IBMC College
- Type: Private for-profit career college
- Established: 1987
- Students: 1,200 (full and part-time)
- Location: Fort Collins, Colorado, United States
- Website: ibmc.edu

= IBMC College =

Private college in northern Colorado, US

IBMC College is a private for-profit career college with 3 campuses in northern Colorado. The college is headquartered in Fort Collins, Colorado. This accelerated for-profit career training institution has additional campuses in Longmont and Greeley.

==History==
IBMC College was founded in 1987 in Fort Collins, Colorado, operating originally as the Medical Careers Training Center. The college was owned and operated by The Laub Company, Inc. since 1991. The college was then purchased by DVMD, LLC. in October 2023, adding to the companies list of schools including IntelliTec College, Asher College and as of January 2025, Euphoria Institute of Beauty Arts and Sciences.

This college provides career training to adult learners, job placement assistance to graduates and is nationally accredited by the Accrediting Commission of Career Schools and Colleges.

In June 1995 the college moved from its original location in Fort Collins, Colorado to a larger campus in the city at 3842 South Mason Street and began broadening their program areas. In 2005, IBMC expanded the college by opening a branch campus in Cheyenne, Wyoming and later re-locating to a larger facility in the heart of the city at 1854 Dell Range Boulevard. This was followed by more expansion in February 2008, when a second branch campus was instituted in Greeley, Colorado and later moved to a larger facility in Greeley in 2013. A fourth campus debuted in September 2010 in Longmont, CO. Within a year of opening this newest campus, it was necessary to double the size of the campus to meeting growing career training needs in the region.

IBMC's Fort Collins college campus is 65 miles north of Denver. This campus contains a dental lab and suite, student beauty services clinic for cosmetology students, medical laboratories, computer labs, lecture classrooms, massage classrooms, massage clinic rooms for student externs and graduates to provide massages to the public, a law library research center and bookstore.

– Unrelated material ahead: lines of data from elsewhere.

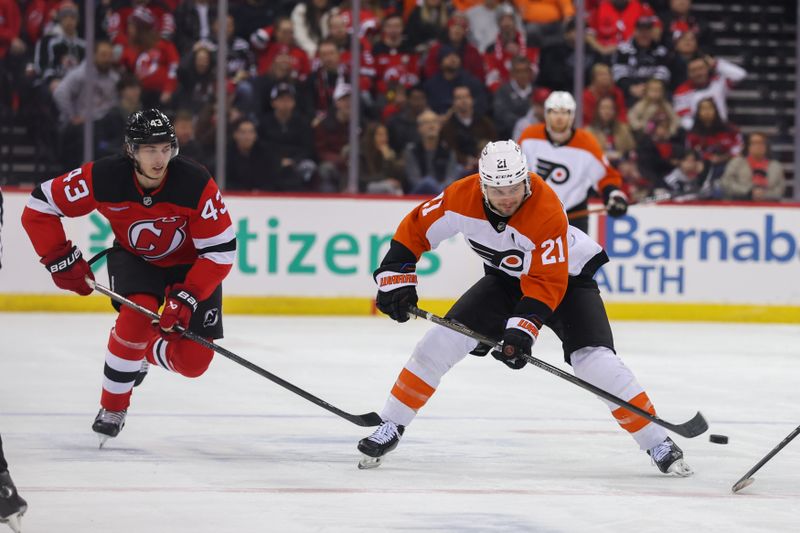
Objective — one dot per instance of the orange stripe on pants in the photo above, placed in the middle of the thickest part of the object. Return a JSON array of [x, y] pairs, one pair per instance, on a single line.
[[632, 422], [411, 390]]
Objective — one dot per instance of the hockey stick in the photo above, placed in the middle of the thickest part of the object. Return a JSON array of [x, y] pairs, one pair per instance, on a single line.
[[365, 420], [746, 479], [694, 427], [653, 199]]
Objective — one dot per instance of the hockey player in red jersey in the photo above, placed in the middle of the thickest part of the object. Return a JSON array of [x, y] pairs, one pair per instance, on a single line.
[[173, 242], [538, 271]]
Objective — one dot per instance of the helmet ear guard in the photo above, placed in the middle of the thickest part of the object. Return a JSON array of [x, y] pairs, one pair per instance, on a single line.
[[502, 164]]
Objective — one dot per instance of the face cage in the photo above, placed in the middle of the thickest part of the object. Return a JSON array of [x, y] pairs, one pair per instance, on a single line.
[[485, 194]]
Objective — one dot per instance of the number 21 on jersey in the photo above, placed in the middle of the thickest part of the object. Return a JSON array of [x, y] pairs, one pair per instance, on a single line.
[[553, 251]]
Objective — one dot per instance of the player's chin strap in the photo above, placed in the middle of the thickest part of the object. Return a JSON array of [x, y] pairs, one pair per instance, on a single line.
[[365, 420], [694, 427]]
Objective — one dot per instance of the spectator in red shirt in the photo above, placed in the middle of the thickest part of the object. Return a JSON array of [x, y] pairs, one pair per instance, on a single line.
[[613, 22], [602, 84], [456, 38], [152, 59], [510, 43], [395, 58], [717, 141]]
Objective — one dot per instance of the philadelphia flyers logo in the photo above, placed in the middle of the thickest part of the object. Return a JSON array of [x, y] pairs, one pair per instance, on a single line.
[[552, 171], [155, 239], [511, 260]]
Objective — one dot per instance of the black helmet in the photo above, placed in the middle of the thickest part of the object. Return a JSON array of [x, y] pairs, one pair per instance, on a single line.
[[150, 126]]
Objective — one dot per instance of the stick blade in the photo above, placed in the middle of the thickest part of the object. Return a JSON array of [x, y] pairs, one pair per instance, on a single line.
[[742, 483], [694, 427]]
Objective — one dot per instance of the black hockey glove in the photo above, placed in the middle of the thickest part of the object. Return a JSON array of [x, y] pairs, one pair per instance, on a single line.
[[518, 342], [397, 289], [616, 201]]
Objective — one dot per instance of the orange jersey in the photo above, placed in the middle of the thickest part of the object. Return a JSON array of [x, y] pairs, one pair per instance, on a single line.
[[531, 245], [570, 169]]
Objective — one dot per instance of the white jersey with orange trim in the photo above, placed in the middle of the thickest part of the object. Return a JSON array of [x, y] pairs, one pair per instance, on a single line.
[[571, 169], [534, 245]]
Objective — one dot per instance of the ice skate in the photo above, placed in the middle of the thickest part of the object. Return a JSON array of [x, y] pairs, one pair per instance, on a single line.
[[668, 457], [12, 506], [142, 373], [108, 424], [381, 442]]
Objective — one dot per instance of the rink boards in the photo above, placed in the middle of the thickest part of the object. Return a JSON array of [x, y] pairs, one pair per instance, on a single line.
[[315, 255]]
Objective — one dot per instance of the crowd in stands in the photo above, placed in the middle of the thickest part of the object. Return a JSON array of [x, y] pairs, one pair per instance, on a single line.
[[438, 79]]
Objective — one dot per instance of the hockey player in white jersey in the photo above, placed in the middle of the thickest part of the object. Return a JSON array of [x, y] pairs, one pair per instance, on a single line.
[[538, 271], [571, 160]]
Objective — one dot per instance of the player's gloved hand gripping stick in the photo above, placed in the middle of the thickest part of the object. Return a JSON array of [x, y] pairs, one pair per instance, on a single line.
[[694, 427], [365, 420]]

The IBMC College campus in Cheyenne, Wyoming opened in the spring of 2005 in the heart of Cheyenne, off Dell Range Boulevard. The expanding campus contains classrooms, lecture rooms, cosmetology suite, medical labs, computer labs, a student resource center and student lounge area. A student and graduate massage clinic is also on-site. The Cheyenne campus was closed in October 2017

In February 2008, IBMC opened its campus in Greeley, CO to serve adults in the Weld County regions. Due to increasing demand, the campus re-located to a 23,300 square foot location at 2863 35th Avenue. Students have access to computer labs, cosmetology suite, medical labs, business classrooms, paralegal library and lecture classrooms. This campus is also home to a school store and a student lounge.

In September 2010, IBMC opened a third branch campus in Longmont, CO at 2315 North Main Street. This campus provides a professional environment and offers the following features: computer classrooms, business simulated office pods, dental suite, cosmetology suite, medical labs, law library, and lecture classrooms for all programs. The campus also has a resource center/library and student lounge for study and homework. Private, spa-like rooms make up the massage clinic space for the public to receive discounted massages from student externs.

On May 1, 2015, IBMC College acquired Intellitec Medical Institute in Colorado Springs, CO located at 6805 Corporate Drive, Suite #100. This 43,00 square foot campus offers programs in business, dental assisting, esthetician, healthcare, massage and personal training. Career and externship placement assistance is provided. The Colorado Springs, campuses then closed in October, 2017

==Academics==
IBMC College is nationally accredited by the Accrediting Commission of Career Schools and Colleges (ACCSC), which is a nationally recognized accrediting agency by the U.S. Department of Education and the Council for Higher Education Accreditation.